J’ai ensuite découvert, au fur et à mesure, l’étendu de ce que le personnage vivait, ses strates géologiques ainsi que toutes ses facettes cachées. Ce qui était particulièrement plaisant, pendant le travail de l’audition, c’était de voir que Vanessa Kepler avait en effet plusieurs couches, et des reliefs très contrastés. J’adore construire des personnages et là, j’ai été servie.

Vous connaissiez la série avant de la caster ?
Oui, je connaissais la série. Je me suis même replongée dedans pour préparer l’audition. J’avais un lien avec « Plus Belle la Vie » grâce à un petit cousin qui était complètement accro. Il chantait le générique. Lors d’un été en Bretagne, je me souviens qu’il nous avait tous rendus accros à la série.

Votre personnage est un subtil mélange entre Charles Frémont et Anémone Vitreuil, est-ce ainsi que l’on vous a présenté le personnage de Vanessa Kepler ?

(rire).
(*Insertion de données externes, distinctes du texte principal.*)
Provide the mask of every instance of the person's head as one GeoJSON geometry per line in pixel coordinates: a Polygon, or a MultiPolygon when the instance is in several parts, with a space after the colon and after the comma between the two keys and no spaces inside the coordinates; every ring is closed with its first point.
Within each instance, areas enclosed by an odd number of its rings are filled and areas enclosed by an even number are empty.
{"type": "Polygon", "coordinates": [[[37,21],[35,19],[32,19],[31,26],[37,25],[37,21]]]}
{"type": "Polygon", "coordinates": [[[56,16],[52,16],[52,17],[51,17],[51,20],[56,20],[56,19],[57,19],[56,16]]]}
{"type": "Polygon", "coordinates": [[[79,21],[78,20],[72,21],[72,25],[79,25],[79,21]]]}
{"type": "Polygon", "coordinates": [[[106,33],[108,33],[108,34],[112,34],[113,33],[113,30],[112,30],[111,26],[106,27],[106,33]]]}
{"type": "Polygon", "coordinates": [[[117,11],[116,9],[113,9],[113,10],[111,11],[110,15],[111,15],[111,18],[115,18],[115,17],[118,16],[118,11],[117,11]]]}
On ne m’a pas fait de références, on m’a cependant dit cette phrase : « Tu vas être celle qu’on adore détester ». Ça m’a fait plaisir car je n’ai jamais eu l’opportunité de construire un personnage comme celui-là. […] Dans le rapport adorer/détester, lorsqu’une personne vit des choses profondes et s’humanise, on s’en rapproche forcément. Néanmoins, moi-même, en tant que spectatrice, je me demande souvent : est-ce que j’aime aimer une personne que j’ai détesté ? Je ne suis pas sûre. C’est un élastique tendu entre l’envie de l’aimer et aimer la détester. Mais il y a un attachement certain avec le spectateur, quel qu’il soit. Le but de ce programme est aussi de rentrer dans les personnages et de savoir pourquoi ils sont devenus tels qu’ils sont.

Nous, notre travail, ce n’est pas de juger les personnages que l’on joue. Et c’est un travail intéressant et jouissif. J’aime son évolution. C’est un personnage qui est beau parce qu’il est complexe. Elle a des paradoxes, des facettes qu’elle montre en société, d’autres dans l’intimité. Elle a des secrets. À jouer, je me régale.

« Ce personnage, il se balade tout le temps avec moi »

Comment vous êtes-vous glissée dans la peau de Vanessa Kepler ?
Je me prépare avec les infos que l’on me donne et, ensuite, je pars en « cuisine ». J’ai aussi eu une grande conversation avec la production afin de savoir quelle vision il avait du personnage. Un autre facteur déterminant pour moi, a été les costumes. Les costumes, la coiffure, ça crée un personnage. Ainsi que le décor. Où vit cette personne ? Tous ces éléments vont nourrir la vision que je me fais. Évidemment, je ne voulais pas en faire quelqu’un de purement méchant. Je me suis intéressée à pourquoi cette personne est impénétrable et pourquoi elle crée tant de distance avec les autres ? C’est un personnage, par exemple, que nous n’avons jamais vu avec des amis. Comment vit-on sans ça ? Pourquoi vit-on sans affect, sauf avec ses enfants ? Y’a-t-il un danger ? Et de commencer sa journée ainsi, qu’est-ce qu’on ressent ? Quel monde a-t-elle bâti à l’intérieur d’elle-même, quelle protection, pour que ça se passe de cette façon aujourd’hui ? C’est de la survie. De quelle manière a-t-elle créait cette distance ? Qu’est-ce que ça crée en elle ? Une grande solitude. Ce fut mon angle d’approche. J’ai choisi avec ça, les mots qui définiraient Vanessa Kepler. J’essaie des mots comme si je les goûtais à l’intérieur et je vois si ça colle à la vision de la production et si elle converge avec la mienne. J’avance ainsi.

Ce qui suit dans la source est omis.